A 2020 Census form. Courtesy California Secretary of State

A wannabe imperial presidency has been checked and balanced by the original framers of the Constitution and the victors of the Civil War—the Radical Republicans—with five carefully selected words used in 1787 and referenced again in 1865.

Those five words — “whole number of free persons” — instruct the United States how to count people in the mandated decennial count of all people in America.

Recent comments by proponents of adding the citizenship question to the 2020 Census have pointed to the Constitution’s 14th Amendment for support of the question’s constitutionality.

Section 2 of that amendment mentions “the whole number of male citizens.” But those words appear in a clause that was added to prevent disenfranchising new African American voters after the Civil War. A careful reading of the sentence makes it clear that a state’s representation in Congress was to be reduced in proportion to the number of male citizens who were disenfranchised. Representation in Congress was to be based on “counting the whole number of persons in each state.”

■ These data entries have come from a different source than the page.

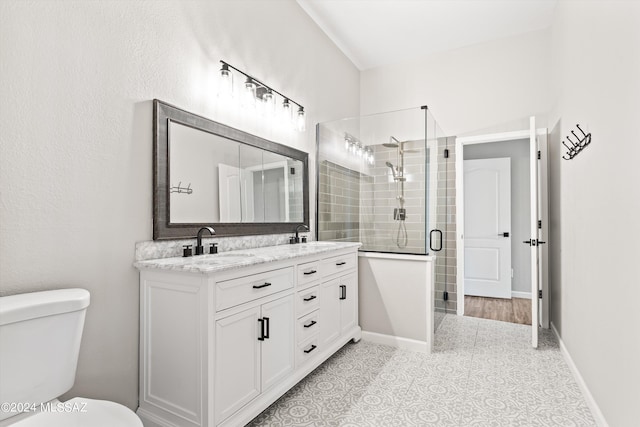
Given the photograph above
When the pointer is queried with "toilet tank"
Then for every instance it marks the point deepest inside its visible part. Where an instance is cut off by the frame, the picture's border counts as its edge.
(40, 335)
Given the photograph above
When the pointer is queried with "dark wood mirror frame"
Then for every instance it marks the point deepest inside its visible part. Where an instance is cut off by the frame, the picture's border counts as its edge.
(162, 228)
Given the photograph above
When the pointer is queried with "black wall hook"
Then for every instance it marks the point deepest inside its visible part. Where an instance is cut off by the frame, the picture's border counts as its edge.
(578, 146)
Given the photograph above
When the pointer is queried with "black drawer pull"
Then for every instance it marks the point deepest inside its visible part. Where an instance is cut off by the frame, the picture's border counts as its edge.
(261, 286)
(261, 337)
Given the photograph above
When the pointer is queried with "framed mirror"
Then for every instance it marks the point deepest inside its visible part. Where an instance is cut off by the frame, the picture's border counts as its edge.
(210, 174)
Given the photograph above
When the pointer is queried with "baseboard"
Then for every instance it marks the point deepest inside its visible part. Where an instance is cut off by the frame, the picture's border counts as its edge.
(403, 343)
(518, 294)
(591, 403)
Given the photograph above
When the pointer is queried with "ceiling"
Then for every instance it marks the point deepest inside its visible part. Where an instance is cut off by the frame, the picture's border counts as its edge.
(374, 33)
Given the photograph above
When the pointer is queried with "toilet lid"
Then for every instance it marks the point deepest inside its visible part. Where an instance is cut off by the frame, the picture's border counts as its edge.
(81, 412)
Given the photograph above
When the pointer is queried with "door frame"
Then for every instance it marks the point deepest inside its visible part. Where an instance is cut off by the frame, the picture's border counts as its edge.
(543, 206)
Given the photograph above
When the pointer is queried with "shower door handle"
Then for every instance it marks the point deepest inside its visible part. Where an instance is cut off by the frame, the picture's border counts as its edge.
(435, 230)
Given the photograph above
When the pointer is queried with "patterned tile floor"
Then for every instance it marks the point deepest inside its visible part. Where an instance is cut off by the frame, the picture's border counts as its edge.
(482, 373)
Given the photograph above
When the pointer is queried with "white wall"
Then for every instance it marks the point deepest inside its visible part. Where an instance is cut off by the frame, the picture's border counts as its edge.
(595, 280)
(518, 154)
(484, 88)
(77, 80)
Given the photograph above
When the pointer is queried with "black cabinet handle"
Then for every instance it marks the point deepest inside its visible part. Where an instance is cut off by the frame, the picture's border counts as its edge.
(261, 286)
(431, 240)
(266, 323)
(261, 337)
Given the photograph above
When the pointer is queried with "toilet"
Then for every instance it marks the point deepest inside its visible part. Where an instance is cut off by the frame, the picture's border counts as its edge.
(40, 336)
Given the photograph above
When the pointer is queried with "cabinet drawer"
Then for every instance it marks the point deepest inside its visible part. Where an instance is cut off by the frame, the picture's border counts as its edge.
(307, 326)
(307, 301)
(308, 272)
(307, 350)
(230, 293)
(339, 264)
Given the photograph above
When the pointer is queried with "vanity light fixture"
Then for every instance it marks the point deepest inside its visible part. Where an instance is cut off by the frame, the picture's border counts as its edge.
(226, 82)
(258, 94)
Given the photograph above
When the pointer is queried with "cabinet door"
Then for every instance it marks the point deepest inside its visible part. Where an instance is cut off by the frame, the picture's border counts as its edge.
(329, 312)
(237, 364)
(278, 345)
(348, 303)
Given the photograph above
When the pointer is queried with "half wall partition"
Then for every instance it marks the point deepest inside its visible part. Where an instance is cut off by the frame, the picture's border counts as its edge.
(377, 183)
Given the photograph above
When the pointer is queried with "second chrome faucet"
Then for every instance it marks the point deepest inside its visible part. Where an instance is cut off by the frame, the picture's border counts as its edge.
(199, 248)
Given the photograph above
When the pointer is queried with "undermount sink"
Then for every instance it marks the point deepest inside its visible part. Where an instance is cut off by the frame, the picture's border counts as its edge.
(236, 255)
(321, 243)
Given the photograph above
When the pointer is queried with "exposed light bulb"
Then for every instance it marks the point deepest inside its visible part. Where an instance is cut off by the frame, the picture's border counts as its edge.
(285, 113)
(249, 92)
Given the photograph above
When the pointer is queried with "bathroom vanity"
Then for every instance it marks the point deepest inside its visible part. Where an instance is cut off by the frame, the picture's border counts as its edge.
(223, 336)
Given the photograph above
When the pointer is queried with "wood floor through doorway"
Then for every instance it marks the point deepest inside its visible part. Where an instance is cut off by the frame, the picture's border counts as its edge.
(514, 310)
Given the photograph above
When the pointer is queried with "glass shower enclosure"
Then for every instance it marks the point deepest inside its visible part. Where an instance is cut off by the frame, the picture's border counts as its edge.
(379, 182)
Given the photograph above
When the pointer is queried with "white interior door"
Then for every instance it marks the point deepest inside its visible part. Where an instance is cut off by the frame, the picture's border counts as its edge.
(533, 182)
(487, 225)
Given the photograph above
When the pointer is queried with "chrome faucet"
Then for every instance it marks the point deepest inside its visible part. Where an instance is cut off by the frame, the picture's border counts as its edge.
(297, 239)
(199, 248)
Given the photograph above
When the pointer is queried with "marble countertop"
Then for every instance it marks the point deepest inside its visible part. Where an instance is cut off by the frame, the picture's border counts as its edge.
(207, 264)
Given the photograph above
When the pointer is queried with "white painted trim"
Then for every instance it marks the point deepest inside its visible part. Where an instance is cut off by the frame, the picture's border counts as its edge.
(460, 143)
(460, 225)
(400, 342)
(588, 397)
(518, 294)
(405, 257)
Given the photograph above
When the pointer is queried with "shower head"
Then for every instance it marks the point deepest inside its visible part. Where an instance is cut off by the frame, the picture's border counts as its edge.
(393, 171)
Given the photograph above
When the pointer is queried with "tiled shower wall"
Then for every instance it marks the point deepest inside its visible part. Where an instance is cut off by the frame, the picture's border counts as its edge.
(338, 203)
(380, 196)
(446, 264)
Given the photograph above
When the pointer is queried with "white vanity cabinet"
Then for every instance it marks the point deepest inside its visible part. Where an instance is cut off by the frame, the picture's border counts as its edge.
(223, 337)
(254, 351)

In any event, the Constitution’s original mandate of a decennial count is clear about counting all persons. Article 1, Section 2, states that the population of the United States is to “be determined by adding to the whole number of free persons, including those bound to service for a term of years, and excluding Indians not taxed, three fifths of all other persons.”

Of course, the “three fifths of all other persons” referred African slaves and their progeny. That wording was superseded by the 14th Amendment, but the original intent of counting the “whole number of persons” remains.

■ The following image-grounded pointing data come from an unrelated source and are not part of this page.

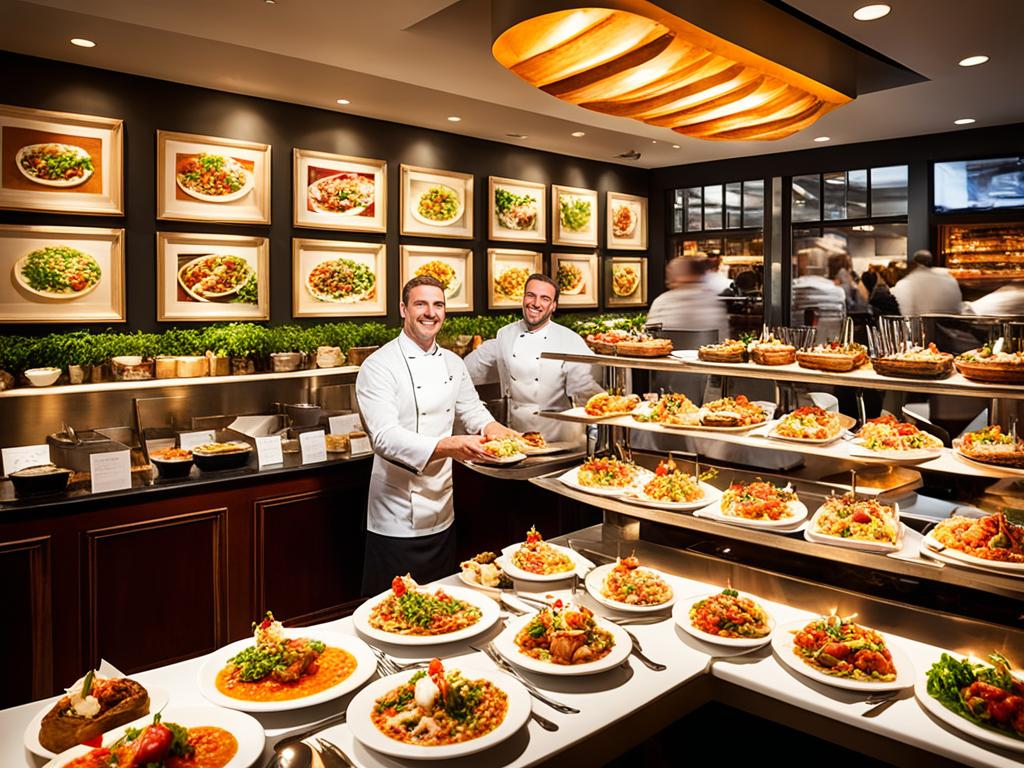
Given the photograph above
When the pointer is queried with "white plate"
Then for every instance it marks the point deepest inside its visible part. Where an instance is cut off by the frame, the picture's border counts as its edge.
(158, 700)
(712, 495)
(681, 613)
(962, 724)
(582, 565)
(488, 609)
(954, 554)
(366, 665)
(245, 728)
(366, 732)
(595, 581)
(505, 644)
(781, 643)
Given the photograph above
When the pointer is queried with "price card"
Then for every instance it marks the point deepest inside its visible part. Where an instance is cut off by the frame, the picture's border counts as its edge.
(268, 451)
(313, 446)
(25, 456)
(111, 471)
(188, 440)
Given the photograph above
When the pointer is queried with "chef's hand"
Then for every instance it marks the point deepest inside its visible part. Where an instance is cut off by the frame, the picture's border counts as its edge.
(467, 448)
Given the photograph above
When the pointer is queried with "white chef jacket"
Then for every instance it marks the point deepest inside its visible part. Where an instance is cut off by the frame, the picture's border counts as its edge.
(532, 384)
(409, 400)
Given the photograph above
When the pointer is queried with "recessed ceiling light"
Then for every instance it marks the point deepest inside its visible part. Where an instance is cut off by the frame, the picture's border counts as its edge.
(870, 12)
(972, 60)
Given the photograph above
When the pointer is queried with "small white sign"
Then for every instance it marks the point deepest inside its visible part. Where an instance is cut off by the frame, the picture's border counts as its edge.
(111, 471)
(313, 446)
(188, 440)
(268, 451)
(25, 456)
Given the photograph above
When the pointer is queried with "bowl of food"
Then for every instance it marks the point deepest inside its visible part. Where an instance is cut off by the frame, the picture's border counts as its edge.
(172, 462)
(43, 478)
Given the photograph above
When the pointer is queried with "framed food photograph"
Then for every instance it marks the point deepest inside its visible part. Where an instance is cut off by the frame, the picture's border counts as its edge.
(207, 178)
(517, 210)
(507, 273)
(573, 216)
(332, 279)
(212, 278)
(576, 274)
(627, 217)
(436, 204)
(338, 192)
(626, 281)
(59, 162)
(61, 274)
(452, 266)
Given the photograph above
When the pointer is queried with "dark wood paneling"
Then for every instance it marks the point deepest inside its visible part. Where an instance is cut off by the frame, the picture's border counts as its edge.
(26, 642)
(155, 590)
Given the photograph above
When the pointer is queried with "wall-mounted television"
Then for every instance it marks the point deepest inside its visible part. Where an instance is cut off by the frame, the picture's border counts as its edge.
(979, 184)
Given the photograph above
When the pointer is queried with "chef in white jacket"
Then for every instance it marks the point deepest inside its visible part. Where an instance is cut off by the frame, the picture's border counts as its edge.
(529, 382)
(410, 392)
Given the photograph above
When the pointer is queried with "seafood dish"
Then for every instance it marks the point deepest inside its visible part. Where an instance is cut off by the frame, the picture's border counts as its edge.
(58, 272)
(728, 614)
(915, 363)
(537, 556)
(436, 708)
(516, 212)
(759, 500)
(563, 634)
(989, 694)
(809, 423)
(343, 194)
(603, 403)
(839, 647)
(341, 281)
(630, 584)
(276, 668)
(410, 610)
(991, 538)
(834, 357)
(990, 445)
(54, 164)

The issue was raised for the 2020 Census by President Trump’s anti-immigrant politics. Shouldn’t government know how many citizens and non-citizens there are? And wasn’t the question asked in many census counts through 1950?

For the record, it continues to be asked in the annual American Community Survey, which samples 1 percent of the U.S. population. So we do know how many citizens and non-citizens there are.

Raoul Lowery Contreras

The challenge for an accurate count of the “whole number of persons” is that an estimated 6.5 million immigrants might not participate out of fear, thus skewing the overall results. Should an undocumented resident trust one branch of the U.S. government to not hand over information to other branches of government whose officers carry guns, badges and deportation orders?

If any substantial cohort of people do not participate in the census for any reason, states could lose representatives in Congress, and be cheated out of federal money that is apportioned according to the number of people counted in the census.

The Constitution is clear in both Article 1, Section 2, and the 14th Amendment. The “whole number of persons” shall be counted every ten years, not just citizens.

To argue otherwise has no basis in the Constitution and the fact that the citizenship question hasn’t been asked for the last 70 years proves that the numbers of citizens can be determined without scaring off millions of people from participating in the census.

By abandoning his quest for the citizenship question, either President Trump read the Constitution or his Justice Department supporters with law degrees re-read it.

No matter, the issue is settled. All people will be counted in the United States in 2020. The Constitution trumped Donald Trump.

Raoul Lowery Contreras is a political consultant and author of the new book White Anglo-Saxon Protestants (WASPS) & Mexicans. His work has appeared in the New American News Service of the New York Times Syndicate.